(Andy Synn brings us the last of his daily reviews this week, extoling the virtues of the new album by the French band Lessen.)
Last, but by no means least, on my week-long parade through the underground and the undergrowth of the worldwide Metal scene, we’re setting up shop in France to listen to the self-proclaimed “Progressive Post-core” of Lessen and their second album A Nebulous Being, a highly melodic, intensely emotive mélange of metallicised Post-Hardcore and atmospheric Post-Rock influences, which references (at various times) bands such as The Ocean, Thrice, Shai Hulud, and even the dearly-departed Burst.
With its mix of chuggy, core-friendly riffs, elegant, eloquent melodies, and enigmatic, ambient sections, it’s immediately apparent that the music on A Nebulous Being is aiming more for emotional resonance than pure heaviness – though occasional moments of rhythmic pounding or unexpected blastery (as on the multifaceted “A Piece of Heaven”) do up the ante considerably –so please adjust your expectations accordingly.

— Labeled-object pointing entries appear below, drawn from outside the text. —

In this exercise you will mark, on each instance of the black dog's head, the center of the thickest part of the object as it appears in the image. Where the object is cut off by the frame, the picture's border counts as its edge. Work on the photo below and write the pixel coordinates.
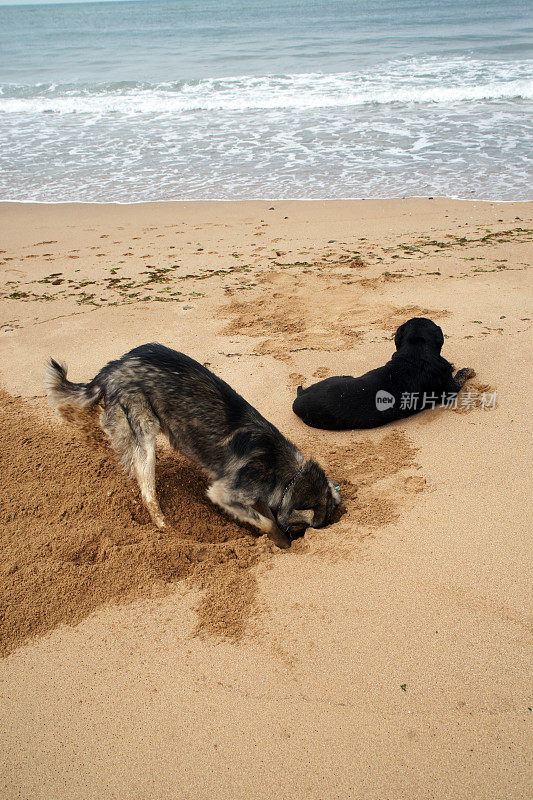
(308, 501)
(419, 333)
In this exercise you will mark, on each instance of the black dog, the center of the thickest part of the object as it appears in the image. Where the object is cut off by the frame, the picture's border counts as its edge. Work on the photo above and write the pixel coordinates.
(416, 377)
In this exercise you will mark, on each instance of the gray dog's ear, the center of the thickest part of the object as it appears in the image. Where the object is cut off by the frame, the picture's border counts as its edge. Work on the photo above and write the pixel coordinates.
(301, 515)
(335, 492)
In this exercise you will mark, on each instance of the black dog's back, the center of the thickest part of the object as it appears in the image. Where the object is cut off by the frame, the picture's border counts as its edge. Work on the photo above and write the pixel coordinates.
(416, 377)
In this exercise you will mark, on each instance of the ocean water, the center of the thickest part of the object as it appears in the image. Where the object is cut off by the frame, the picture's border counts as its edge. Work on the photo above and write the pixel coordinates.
(239, 99)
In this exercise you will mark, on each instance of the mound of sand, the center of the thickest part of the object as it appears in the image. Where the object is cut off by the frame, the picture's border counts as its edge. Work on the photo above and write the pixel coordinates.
(75, 534)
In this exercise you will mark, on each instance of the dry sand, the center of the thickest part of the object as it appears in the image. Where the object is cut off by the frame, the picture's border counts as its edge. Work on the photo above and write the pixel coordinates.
(383, 658)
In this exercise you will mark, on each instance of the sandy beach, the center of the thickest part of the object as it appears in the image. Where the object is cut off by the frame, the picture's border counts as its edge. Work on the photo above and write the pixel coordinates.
(386, 657)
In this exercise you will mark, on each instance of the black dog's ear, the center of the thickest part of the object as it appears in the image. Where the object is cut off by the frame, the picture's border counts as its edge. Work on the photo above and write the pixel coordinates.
(398, 336)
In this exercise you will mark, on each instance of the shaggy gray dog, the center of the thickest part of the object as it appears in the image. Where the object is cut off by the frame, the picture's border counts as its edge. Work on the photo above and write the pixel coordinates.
(256, 474)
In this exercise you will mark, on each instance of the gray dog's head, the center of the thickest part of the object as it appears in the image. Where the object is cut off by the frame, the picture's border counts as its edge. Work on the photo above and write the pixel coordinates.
(309, 501)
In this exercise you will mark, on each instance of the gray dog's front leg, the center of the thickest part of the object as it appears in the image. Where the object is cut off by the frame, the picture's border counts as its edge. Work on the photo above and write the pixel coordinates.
(219, 494)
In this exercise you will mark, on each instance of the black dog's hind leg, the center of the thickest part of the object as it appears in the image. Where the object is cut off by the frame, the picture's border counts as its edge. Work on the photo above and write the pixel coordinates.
(463, 375)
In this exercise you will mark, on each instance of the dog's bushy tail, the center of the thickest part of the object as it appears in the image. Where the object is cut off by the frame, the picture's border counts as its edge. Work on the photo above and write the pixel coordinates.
(62, 392)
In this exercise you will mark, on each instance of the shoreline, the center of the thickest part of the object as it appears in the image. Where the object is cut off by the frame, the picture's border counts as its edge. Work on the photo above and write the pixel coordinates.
(264, 200)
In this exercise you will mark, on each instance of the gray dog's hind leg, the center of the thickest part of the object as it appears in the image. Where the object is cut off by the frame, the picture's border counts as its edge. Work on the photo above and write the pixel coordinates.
(222, 496)
(137, 453)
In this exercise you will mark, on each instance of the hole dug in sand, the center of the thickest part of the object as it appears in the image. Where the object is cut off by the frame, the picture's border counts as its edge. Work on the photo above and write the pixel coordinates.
(74, 533)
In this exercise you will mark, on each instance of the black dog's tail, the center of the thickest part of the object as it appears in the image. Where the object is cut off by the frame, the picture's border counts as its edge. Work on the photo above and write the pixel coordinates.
(62, 392)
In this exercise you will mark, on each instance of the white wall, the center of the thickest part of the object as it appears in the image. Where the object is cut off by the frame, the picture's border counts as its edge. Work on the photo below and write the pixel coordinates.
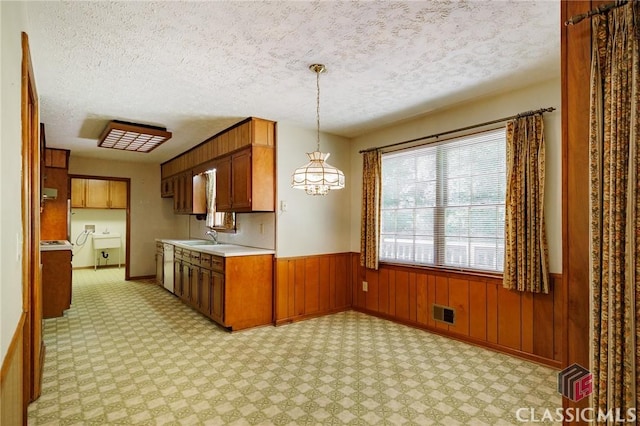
(541, 95)
(311, 224)
(13, 20)
(113, 221)
(151, 216)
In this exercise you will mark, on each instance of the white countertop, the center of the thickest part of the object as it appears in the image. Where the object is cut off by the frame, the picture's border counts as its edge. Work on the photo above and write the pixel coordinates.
(223, 250)
(54, 245)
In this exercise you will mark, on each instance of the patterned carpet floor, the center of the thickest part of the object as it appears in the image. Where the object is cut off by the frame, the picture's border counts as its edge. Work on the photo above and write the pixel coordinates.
(132, 353)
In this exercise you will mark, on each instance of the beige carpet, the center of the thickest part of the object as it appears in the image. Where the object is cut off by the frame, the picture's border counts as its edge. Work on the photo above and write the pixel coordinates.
(132, 353)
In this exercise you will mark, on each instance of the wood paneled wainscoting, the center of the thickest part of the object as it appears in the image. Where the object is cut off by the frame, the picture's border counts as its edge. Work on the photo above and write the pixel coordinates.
(13, 406)
(522, 324)
(311, 286)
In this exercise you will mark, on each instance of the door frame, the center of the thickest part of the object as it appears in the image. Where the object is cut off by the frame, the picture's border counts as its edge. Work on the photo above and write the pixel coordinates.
(31, 268)
(127, 237)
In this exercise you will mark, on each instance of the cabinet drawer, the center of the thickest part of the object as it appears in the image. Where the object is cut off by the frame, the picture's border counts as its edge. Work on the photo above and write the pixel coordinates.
(205, 260)
(217, 263)
(178, 253)
(194, 257)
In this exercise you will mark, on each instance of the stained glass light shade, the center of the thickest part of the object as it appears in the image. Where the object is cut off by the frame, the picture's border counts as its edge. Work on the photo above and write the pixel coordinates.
(317, 177)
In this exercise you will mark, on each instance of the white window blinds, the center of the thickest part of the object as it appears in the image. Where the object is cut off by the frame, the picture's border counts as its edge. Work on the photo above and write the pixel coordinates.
(443, 204)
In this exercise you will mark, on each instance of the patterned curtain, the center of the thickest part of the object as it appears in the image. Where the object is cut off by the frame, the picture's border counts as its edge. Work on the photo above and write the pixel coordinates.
(614, 205)
(525, 253)
(370, 223)
(211, 199)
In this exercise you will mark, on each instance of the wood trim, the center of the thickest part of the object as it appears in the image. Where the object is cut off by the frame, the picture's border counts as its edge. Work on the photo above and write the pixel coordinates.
(140, 277)
(13, 407)
(311, 286)
(127, 237)
(31, 203)
(476, 342)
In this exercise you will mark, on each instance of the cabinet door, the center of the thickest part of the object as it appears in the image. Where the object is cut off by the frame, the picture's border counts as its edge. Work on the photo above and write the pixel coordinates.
(194, 281)
(177, 278)
(117, 194)
(97, 194)
(166, 189)
(78, 193)
(186, 282)
(205, 292)
(217, 297)
(56, 158)
(178, 192)
(223, 184)
(159, 264)
(241, 180)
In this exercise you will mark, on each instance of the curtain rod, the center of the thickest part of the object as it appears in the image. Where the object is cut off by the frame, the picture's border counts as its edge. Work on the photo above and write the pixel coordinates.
(604, 8)
(437, 135)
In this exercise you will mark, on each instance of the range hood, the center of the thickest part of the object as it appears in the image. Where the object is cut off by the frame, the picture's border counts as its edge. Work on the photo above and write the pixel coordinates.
(49, 193)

That’s not to say that the album is lacking in sonic intensity though. “Many-Faced God”, for example, delivers an impressive pounding, interspersed with significant moments of proggy ambience, while both the aforementioned “A Piece of Heaven” and the second half of the slow-burning “Already Dead” employ some cleverly placed blast-beats and rapid-fire kick drums to great effect.
However, this undeniable emphasis on empathy over hostility also comes through clearly in the expressive, cathartic vocals, which are delivered primarily in a wounded, Hardcore-tinged howl of angst and anguish, occasionally switching things up for a harsher, scalded scream or a fluttering of subtle clean vocals when the song or the mood requires it.
As such, the overwhelming impression one gets from Lessen on this album is of a band trying to both express and elicit some real emotion, some real feelings, from their listeners, rather than aiming to simply bludgeon them into submission.
Of course, there are many different ways to be “heavy”, many different ways to be “intense”, and the majority of A Nebulous Being gains its power through the blending of atmospheric overtones and undercurrents rather than through any attempt to push the aggressive envelope, with tracks like the solemn “Above Us” and titanic closer “Aleph” garnering just as much of their weight and presence through their use of echo-drenched melody and pulsing ambience as they do from the crisp crunch and convulsive clanging of their guitars.
Not unlike the music of the similarly enigmatic Thränenkind (whose latest album I also reviewed recently), I acknowledge that Lessen’s raw, heart-on-sleeve, style of emotion might not connect with everyone – it’s a lot easier to embrace anger than anguish after all – and the more “-core” elements, though not predominant, might also be off-putting to some of our readers. There’s not much I can do about that.
But for those of you looking for an impressively fulfilling, multi-layered listening experience, one that demands multiple listens, multiple explorations, and one which also demands a certain level of investment and perseverance from their listener, well, you might just have hit the jackpot.